Stephan Turk, le bijoutier niçois qui a tué son braqueur : «J’avais peur de mourir, j’ai tiré instinctivement»

Stephan Turk encourt jusqu'à trente ans de réclusion./ Photo AFP

Stephan Turk, le bijoutier niçois qui avait tué un de ses braqueurs en septembre 2013, comparaît depuis hier devant la cour d’assises des Alpes-Maritimes pour «homicide volontaire» : la légitime défense n’ayant pas été retenue.

«J’ai un passé honnête, c’est tout parti en 3 minutes à cause de voyous» : à l’ouverture de son procès hier à Nice, le bijoutier Stéphane Turk, qui comparaît libre, a nié avoir voulu tuer le jeune qui venait de braquer sa boutique en septembre 2013.

«J’avais peur de mourir, j’ai tiré instinctivement», a-t-il assuré devant la cour d’assises des Alpes-Maritimes qui le juge jusqu’à vendredi pour homicide volontaire et détention illégale d’arme. Au moment des faits, le commerçant avait reçu le soutien d’une partie de l’opinion publique et de la classe politique, qui s’étaient emparés du fait divers pour manifester leur exaspération face à la délinquance.

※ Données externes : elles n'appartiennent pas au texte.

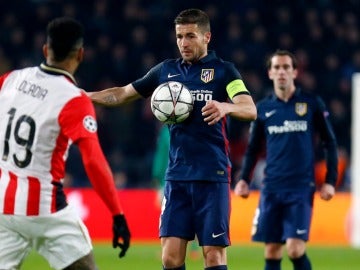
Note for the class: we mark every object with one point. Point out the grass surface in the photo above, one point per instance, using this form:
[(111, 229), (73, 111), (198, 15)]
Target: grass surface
[(143, 256)]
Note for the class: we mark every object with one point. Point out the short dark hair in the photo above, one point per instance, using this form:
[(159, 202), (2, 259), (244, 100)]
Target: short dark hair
[(63, 36), (282, 53), (194, 16)]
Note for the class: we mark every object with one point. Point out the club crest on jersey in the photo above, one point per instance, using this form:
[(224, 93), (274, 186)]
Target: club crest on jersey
[(301, 108), (90, 124), (207, 75)]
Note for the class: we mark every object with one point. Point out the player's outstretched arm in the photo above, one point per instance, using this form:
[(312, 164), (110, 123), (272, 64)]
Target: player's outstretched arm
[(114, 96)]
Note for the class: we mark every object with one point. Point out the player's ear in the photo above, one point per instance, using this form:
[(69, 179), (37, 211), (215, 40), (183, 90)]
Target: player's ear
[(295, 73), (207, 37), (270, 74)]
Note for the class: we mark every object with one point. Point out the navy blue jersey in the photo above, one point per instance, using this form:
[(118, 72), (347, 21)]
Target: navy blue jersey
[(197, 151), (288, 130)]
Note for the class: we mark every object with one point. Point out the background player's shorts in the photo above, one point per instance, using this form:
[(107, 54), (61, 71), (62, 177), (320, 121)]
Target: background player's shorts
[(61, 238), (283, 215), (196, 207)]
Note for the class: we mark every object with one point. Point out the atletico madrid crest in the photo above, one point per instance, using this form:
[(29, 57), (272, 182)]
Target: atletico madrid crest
[(207, 75), (301, 108)]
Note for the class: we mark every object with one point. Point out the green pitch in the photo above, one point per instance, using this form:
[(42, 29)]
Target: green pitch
[(249, 257)]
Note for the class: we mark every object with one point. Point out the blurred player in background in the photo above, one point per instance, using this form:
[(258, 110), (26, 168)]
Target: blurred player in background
[(42, 113), (197, 189), (287, 123)]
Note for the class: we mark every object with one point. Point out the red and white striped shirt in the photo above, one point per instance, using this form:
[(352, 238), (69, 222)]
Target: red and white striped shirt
[(42, 113)]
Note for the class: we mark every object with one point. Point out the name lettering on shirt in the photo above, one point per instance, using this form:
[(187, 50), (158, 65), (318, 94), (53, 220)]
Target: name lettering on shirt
[(32, 89)]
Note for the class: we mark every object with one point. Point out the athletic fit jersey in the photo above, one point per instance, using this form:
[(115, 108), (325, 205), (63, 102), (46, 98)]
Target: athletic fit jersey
[(197, 151), (288, 129), (42, 113)]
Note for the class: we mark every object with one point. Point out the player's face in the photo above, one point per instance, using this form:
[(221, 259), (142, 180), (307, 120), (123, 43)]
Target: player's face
[(282, 72), (192, 43)]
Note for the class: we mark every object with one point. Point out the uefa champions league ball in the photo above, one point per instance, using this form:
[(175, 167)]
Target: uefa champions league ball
[(171, 102)]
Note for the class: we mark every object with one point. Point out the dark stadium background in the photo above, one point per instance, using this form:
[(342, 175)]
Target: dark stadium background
[(125, 38)]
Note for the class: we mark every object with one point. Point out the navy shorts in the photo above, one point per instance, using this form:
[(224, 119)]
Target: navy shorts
[(283, 215), (200, 208)]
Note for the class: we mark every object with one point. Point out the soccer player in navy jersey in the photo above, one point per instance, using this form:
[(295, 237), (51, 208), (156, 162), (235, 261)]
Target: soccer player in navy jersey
[(197, 189), (42, 113), (288, 121)]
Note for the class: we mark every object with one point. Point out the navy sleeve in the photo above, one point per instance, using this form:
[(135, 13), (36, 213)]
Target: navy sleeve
[(255, 145), (328, 139), (146, 85)]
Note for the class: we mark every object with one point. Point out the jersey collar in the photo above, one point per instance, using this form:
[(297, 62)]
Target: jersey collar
[(57, 71), (210, 56)]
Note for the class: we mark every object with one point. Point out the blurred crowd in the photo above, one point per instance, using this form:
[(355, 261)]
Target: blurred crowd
[(125, 38)]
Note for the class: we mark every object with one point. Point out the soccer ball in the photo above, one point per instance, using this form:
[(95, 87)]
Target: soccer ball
[(171, 102)]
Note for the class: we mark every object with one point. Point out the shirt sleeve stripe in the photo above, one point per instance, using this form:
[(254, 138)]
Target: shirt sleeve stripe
[(236, 87)]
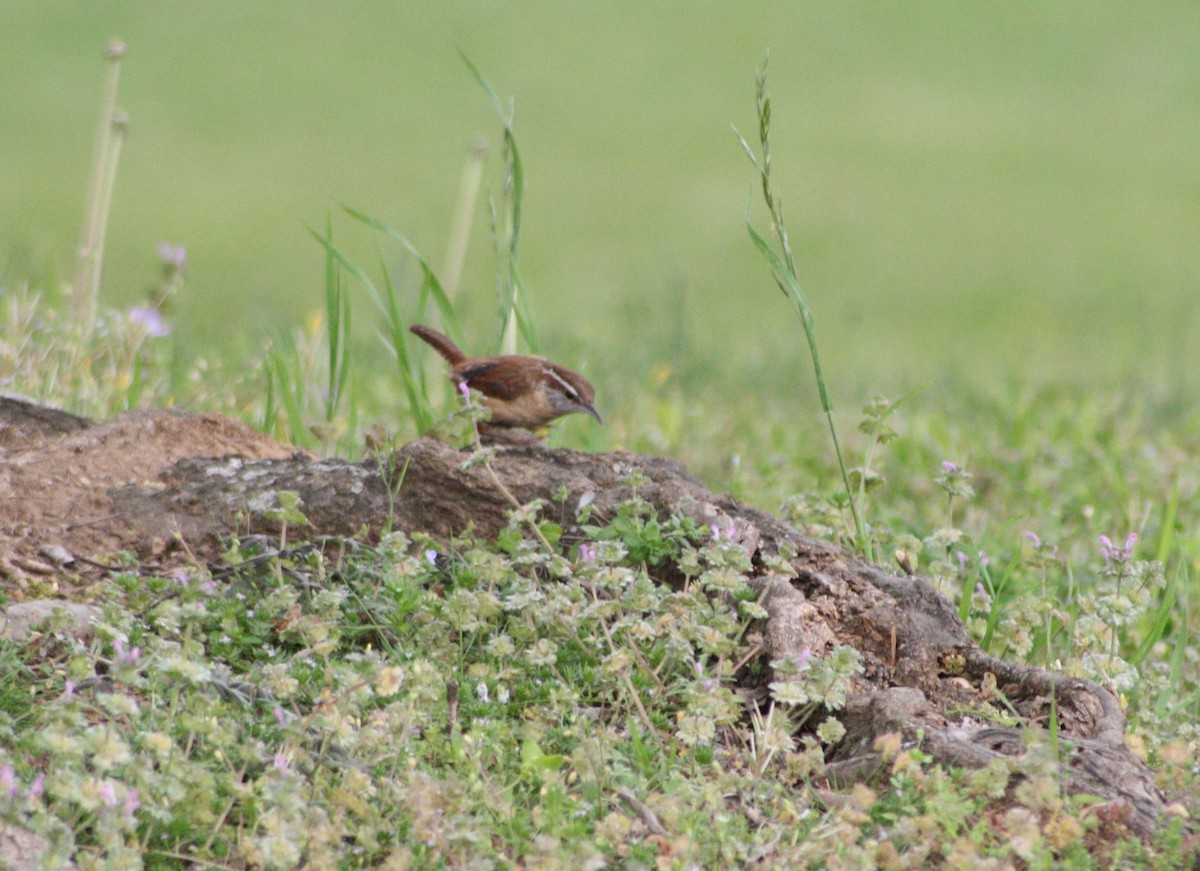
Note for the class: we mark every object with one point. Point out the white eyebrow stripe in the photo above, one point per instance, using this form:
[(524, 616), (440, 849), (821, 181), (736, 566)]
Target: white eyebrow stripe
[(567, 388)]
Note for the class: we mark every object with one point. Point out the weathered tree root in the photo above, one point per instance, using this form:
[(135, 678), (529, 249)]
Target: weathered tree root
[(921, 668)]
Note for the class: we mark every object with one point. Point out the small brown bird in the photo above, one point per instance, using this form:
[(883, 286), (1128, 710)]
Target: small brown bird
[(523, 392)]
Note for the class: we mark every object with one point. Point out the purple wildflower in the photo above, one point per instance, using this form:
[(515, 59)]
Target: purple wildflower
[(151, 320)]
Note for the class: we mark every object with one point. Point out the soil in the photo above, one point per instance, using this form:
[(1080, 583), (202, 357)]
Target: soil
[(171, 487), (58, 473)]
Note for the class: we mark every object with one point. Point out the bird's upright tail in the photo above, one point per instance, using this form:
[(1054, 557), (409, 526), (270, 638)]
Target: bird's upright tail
[(442, 344)]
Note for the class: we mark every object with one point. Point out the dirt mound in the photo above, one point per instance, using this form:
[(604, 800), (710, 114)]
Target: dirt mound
[(57, 472)]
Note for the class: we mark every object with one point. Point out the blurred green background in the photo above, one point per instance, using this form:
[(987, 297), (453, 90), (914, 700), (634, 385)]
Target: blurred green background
[(990, 191)]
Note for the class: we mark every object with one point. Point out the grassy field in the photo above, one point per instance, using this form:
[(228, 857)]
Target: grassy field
[(994, 192), (994, 212)]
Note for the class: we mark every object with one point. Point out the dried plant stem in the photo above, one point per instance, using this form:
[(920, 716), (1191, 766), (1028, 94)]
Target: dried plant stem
[(100, 193)]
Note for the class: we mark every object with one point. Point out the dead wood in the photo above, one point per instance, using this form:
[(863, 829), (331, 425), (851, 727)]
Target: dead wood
[(923, 677)]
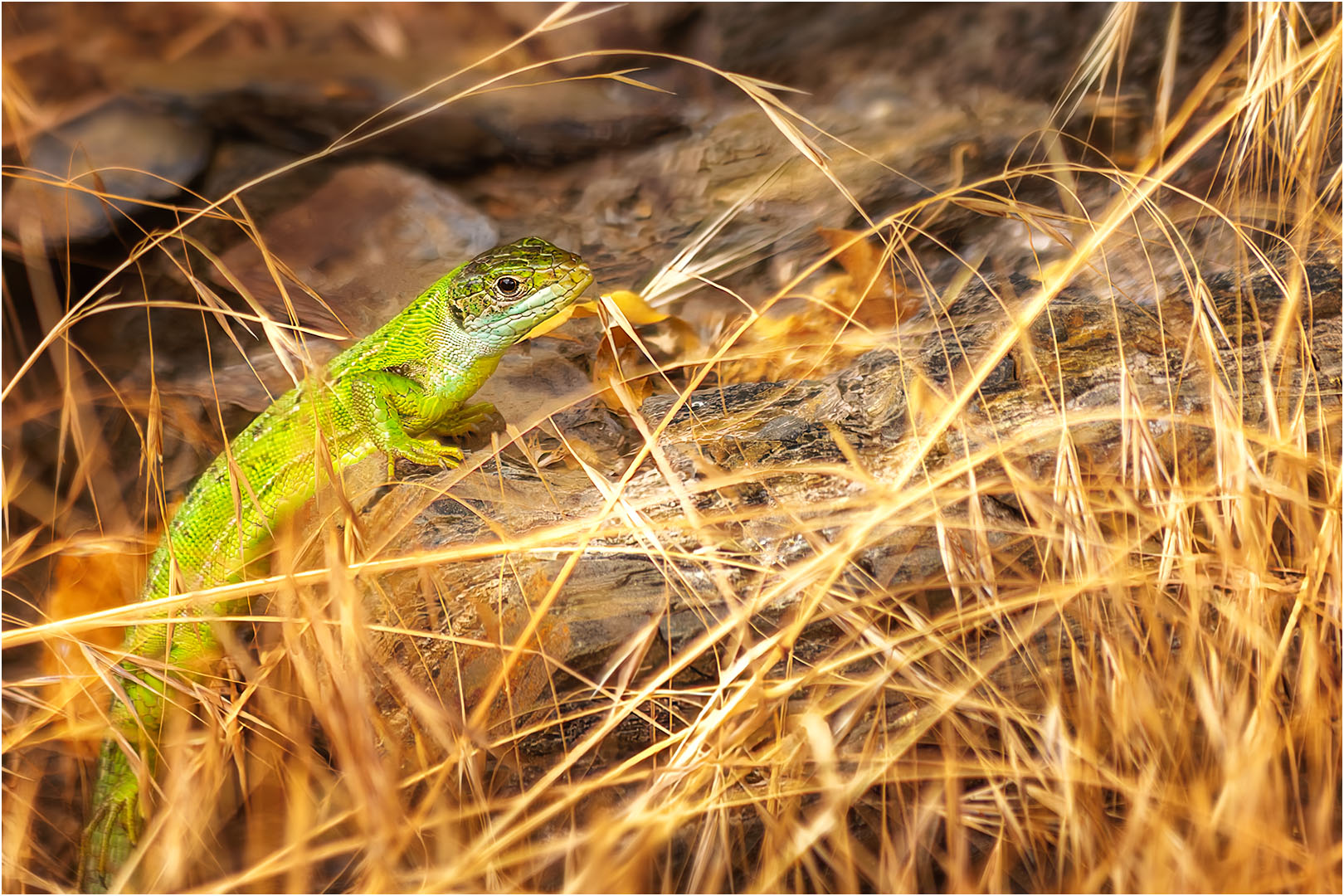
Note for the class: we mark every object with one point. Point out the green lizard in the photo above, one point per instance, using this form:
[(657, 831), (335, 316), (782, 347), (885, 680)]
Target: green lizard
[(392, 392)]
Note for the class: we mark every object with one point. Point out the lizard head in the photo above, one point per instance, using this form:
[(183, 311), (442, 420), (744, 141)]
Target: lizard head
[(502, 295)]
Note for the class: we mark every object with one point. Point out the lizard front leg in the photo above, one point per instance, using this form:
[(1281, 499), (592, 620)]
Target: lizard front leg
[(383, 403)]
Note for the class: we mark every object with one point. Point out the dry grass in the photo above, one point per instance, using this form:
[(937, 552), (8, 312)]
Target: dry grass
[(1181, 735)]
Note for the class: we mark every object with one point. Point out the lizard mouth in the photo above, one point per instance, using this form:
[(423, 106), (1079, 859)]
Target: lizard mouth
[(544, 303)]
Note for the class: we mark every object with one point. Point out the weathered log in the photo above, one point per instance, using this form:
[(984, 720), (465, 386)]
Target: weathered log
[(824, 501)]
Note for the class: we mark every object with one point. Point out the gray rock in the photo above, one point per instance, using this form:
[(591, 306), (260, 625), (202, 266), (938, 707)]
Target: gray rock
[(123, 151)]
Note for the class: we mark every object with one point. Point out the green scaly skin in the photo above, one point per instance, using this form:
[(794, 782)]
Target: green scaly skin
[(390, 392)]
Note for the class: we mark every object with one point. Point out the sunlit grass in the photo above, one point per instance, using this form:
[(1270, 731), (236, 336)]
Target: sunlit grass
[(1149, 702)]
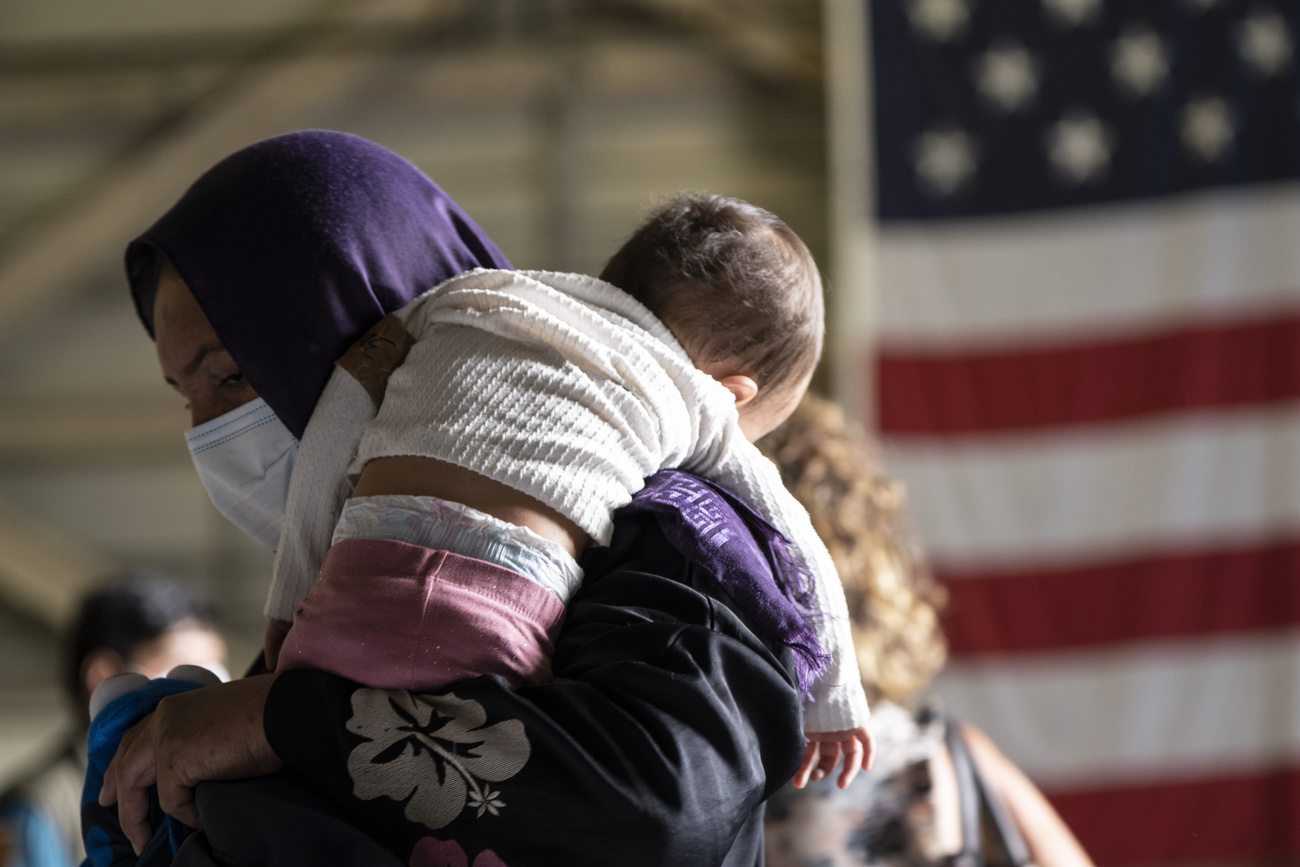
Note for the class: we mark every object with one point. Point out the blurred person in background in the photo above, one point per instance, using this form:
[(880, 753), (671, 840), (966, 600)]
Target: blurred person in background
[(939, 792), (135, 621)]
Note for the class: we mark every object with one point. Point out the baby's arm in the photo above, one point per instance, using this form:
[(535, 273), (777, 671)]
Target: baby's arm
[(823, 751)]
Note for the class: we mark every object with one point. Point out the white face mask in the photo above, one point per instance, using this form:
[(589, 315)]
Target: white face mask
[(245, 459)]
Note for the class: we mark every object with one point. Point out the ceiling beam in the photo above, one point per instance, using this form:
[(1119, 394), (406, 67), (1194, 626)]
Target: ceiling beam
[(44, 573), (61, 429)]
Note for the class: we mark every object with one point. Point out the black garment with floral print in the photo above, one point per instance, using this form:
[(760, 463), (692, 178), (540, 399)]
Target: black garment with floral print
[(667, 725)]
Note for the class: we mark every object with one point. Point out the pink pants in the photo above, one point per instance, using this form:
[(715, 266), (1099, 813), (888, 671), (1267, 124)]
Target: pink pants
[(394, 615)]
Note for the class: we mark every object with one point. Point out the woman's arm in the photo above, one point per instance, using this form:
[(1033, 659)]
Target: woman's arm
[(1048, 837), (209, 733)]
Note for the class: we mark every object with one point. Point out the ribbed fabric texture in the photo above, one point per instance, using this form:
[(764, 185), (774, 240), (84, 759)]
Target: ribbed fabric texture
[(570, 390)]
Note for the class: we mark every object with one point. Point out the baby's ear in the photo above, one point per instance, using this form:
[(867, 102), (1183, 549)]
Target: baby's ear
[(741, 386)]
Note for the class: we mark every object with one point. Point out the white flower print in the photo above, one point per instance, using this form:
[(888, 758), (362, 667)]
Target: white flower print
[(434, 750)]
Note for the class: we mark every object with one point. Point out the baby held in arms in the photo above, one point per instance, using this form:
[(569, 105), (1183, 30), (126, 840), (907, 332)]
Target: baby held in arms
[(486, 432)]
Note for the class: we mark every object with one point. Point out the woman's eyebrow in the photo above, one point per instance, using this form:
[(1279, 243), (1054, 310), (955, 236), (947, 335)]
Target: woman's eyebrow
[(204, 351)]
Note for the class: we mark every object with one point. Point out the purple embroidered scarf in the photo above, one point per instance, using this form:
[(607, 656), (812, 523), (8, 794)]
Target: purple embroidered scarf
[(748, 556), (297, 245)]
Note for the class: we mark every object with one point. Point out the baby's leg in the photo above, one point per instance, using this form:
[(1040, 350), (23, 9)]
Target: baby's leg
[(395, 615)]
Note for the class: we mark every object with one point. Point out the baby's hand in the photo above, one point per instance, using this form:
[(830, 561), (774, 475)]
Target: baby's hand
[(824, 749)]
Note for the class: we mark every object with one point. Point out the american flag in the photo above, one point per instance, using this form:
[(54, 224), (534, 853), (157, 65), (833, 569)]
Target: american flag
[(1088, 375)]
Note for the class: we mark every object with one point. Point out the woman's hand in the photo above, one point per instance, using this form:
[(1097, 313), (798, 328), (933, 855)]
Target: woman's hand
[(209, 733)]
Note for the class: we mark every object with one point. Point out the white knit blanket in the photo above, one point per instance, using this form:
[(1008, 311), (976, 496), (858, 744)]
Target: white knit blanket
[(570, 390)]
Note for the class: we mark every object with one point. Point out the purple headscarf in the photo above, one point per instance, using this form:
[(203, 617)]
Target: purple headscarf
[(297, 245)]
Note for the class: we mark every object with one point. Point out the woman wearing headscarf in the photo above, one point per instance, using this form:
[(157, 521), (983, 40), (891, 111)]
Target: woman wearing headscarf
[(668, 719)]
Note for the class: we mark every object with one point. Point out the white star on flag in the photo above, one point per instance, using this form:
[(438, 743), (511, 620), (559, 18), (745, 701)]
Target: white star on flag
[(1073, 12), (1208, 128), (1265, 42), (1139, 61), (945, 159), (1079, 147), (1006, 76), (940, 20)]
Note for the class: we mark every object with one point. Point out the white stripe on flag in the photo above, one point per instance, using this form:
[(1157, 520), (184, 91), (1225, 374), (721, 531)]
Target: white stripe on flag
[(1109, 269), (1157, 712), (1097, 493)]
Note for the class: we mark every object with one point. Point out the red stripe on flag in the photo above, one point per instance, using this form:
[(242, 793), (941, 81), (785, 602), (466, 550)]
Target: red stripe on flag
[(1226, 819), (1157, 597), (1209, 365)]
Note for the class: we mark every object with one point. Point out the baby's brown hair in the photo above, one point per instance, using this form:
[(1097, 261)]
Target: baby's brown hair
[(732, 282)]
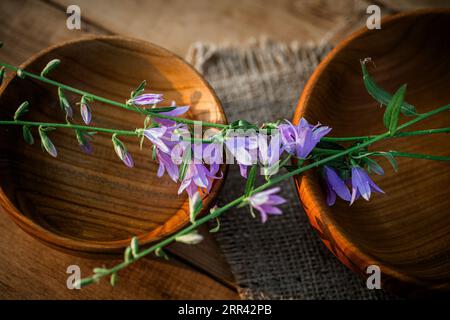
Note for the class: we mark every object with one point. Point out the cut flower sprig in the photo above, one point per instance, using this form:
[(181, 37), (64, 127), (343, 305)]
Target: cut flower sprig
[(216, 212), (345, 168)]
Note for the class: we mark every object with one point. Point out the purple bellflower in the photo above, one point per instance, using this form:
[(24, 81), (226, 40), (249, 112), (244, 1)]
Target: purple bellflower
[(266, 202), (166, 164), (301, 139), (244, 150), (335, 186), (362, 185), (172, 113), (197, 176)]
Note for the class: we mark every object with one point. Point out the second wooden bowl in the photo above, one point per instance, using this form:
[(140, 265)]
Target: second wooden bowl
[(93, 203), (406, 232)]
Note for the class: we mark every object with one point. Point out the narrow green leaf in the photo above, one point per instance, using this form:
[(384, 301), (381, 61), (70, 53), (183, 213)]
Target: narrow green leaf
[(382, 96), (46, 143), (250, 181), (20, 73), (389, 157), (50, 66), (100, 271), (185, 163), (217, 227), (195, 205), (2, 75), (134, 246), (190, 238), (23, 108), (85, 282), (27, 135), (392, 112), (139, 89)]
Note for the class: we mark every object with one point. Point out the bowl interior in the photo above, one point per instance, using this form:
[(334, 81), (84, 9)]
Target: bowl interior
[(95, 199), (408, 228)]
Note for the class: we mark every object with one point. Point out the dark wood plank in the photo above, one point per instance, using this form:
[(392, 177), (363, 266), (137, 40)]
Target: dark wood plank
[(19, 45), (177, 24), (30, 270)]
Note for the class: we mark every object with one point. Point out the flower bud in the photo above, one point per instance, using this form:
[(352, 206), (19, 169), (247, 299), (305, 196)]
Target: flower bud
[(64, 103), (46, 143)]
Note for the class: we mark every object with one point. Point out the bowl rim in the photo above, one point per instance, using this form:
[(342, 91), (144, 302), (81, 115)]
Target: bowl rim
[(343, 248), (79, 246)]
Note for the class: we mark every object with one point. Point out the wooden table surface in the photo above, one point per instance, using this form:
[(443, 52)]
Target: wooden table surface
[(30, 270)]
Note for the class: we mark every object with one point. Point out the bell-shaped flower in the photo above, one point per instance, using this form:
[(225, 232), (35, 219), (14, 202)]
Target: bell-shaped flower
[(335, 186), (301, 139)]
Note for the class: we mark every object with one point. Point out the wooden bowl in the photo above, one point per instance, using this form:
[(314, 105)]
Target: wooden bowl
[(406, 232), (93, 203)]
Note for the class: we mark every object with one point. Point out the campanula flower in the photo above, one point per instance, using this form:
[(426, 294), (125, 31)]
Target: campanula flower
[(166, 164), (84, 141), (362, 185), (146, 99), (197, 176), (335, 186), (266, 202), (122, 152), (85, 112), (301, 139), (155, 136), (46, 143), (64, 103)]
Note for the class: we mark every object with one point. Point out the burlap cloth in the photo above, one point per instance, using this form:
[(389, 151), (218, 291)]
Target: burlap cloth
[(283, 258)]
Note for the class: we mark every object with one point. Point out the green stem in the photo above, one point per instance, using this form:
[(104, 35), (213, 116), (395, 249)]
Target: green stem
[(397, 135), (68, 126), (232, 204), (107, 101)]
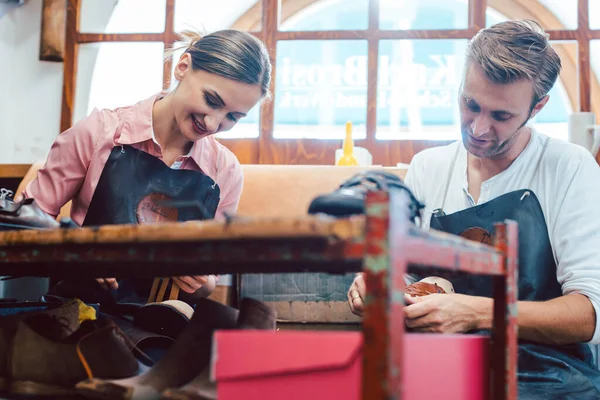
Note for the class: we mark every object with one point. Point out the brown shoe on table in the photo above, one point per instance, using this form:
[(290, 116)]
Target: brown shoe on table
[(46, 361), (183, 361), (68, 313), (253, 315)]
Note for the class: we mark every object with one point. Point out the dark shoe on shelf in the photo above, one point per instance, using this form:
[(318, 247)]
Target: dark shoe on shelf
[(253, 315), (349, 198), (183, 361)]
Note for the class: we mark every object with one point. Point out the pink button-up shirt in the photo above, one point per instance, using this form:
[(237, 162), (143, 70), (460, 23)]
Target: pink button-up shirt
[(78, 156)]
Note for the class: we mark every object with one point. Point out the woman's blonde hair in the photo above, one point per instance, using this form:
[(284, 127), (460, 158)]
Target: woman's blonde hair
[(229, 53), (514, 50)]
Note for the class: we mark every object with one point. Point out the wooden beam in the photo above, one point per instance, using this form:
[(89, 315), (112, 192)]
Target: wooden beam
[(54, 25), (14, 170), (70, 64), (378, 35), (168, 40), (270, 28), (372, 73), (477, 17)]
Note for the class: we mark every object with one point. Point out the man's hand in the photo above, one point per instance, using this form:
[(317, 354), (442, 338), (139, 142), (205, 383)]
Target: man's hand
[(108, 283), (190, 284), (356, 294), (446, 313)]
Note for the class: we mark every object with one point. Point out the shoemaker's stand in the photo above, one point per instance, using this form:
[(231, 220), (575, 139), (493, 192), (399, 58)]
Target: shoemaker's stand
[(384, 244)]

Accusé d’avoir tiré dans le dos de son agresseur qui s’enfuyait avec le butin à bord d’un scooter conduit par un complice, condamné à dix ans de prison en appel, Stéphane Turk, né à Beyrouth, naturalisé français et âgé aujourd’hui de 72 ans, encourt 30 ans de réclusion.

«Je tire 2 ou 3 fois, je compte pas les balles»

S’exprimant avec un fort accent, l’ancien commerçant raconte d’une traite tout le braquage survenu le matin du 11 septembre 2013. «Brusquement j’entends un bruit (…) : il vient chez moi, il m’attaque immédiatement, moi j’essaie de me défendre mais il rentre une deuxième personne.»

Blessé dans l’agression – «c’est resté gonflé des mois», assure-t-il en montrant son flanc gauche –, il avait suivi ses agresseurs puis ouvert le feu dans leur direction alors qu’ils prenaient la fuite sur un scooter.

«Je tire instinctivement, deux ou trois fois, je compte pas les balles», poursuit Stéphane Turk, en polo bleu ciel et blouson foncé, assurant avoir tiré vers le bas du deux-roues et avoir eu peur pour sa vie. Il affirme également avoir craint que le scooter ne fasse demi-tour pour lui tirer dessus.

«Je ne suis pas un assassin»

Sur le banc des parties civiles, les membres de la famille d’Antony Asli, qui avait déjà un casier judiciaire chargé au moment de sa mort, à l’âge de 19 ans, secouent la tête en entendant les dénégations de l’ancien commerçant.

Leurs avocats critiquent une enquête de personnalité qu’ils jugent trop favorable.

«Pourquoi aviez-vous une arme avec de vraies balles et un gros calibre dans votre magasin ?», demande le président Patrick Veron à Stéphane Turk. «Tous les bijoutiers à côté, nous sommes ciblés par les voyous, même le boucher, ils attaquent tout le monde.» Mais c’est avec une autre arme, de calibre 7.65, qu’il a tiré en septembre 2013 : «Je sais pas si elle marche ou pas, c’est à un ami», se défend-il.

Interrogé sur son degré de familiarité avec les armes, il renvoie à son passé au Liban, avant qu’il ne fuie la guerre civile pour s’établir en France en 1983 : «Jamais en France, j’ai pratiqué les armes, au Liban, il y en avait partout, au Liban, même un enfant de 10 ans connaît les armes.» «Je ne suis pas un assassin», murmure-t-il entre deux phrases.

Le dossier d’accusation rappelle que selon le Code pénal français, «la légitime défense ne peut s’appliquer lorsque l’agresseur prend la fuite» et «la légitime défense des biens ne peut jamais justifier un homicide volontaire».


Pourvoi rejeté pour le cafetier de Lavaur

Le cafetier de Lavaur, Luc Fournié, qui avait été condamné en appel à dix ans de prison par la cour d’assises de Haute-Garonne pour avoir tiré sur deux ados qui s’étaient introduits dans sa boutique en 2009 et avoir tué l’un d’eux, a vu son pourvoi rejeté par la Cour de cassation. Son avocat, Me Catala, avait annoncé qu’il saisirait la Cour européenne des droits de l’homme et demanderait un recours en grâce au président de la République.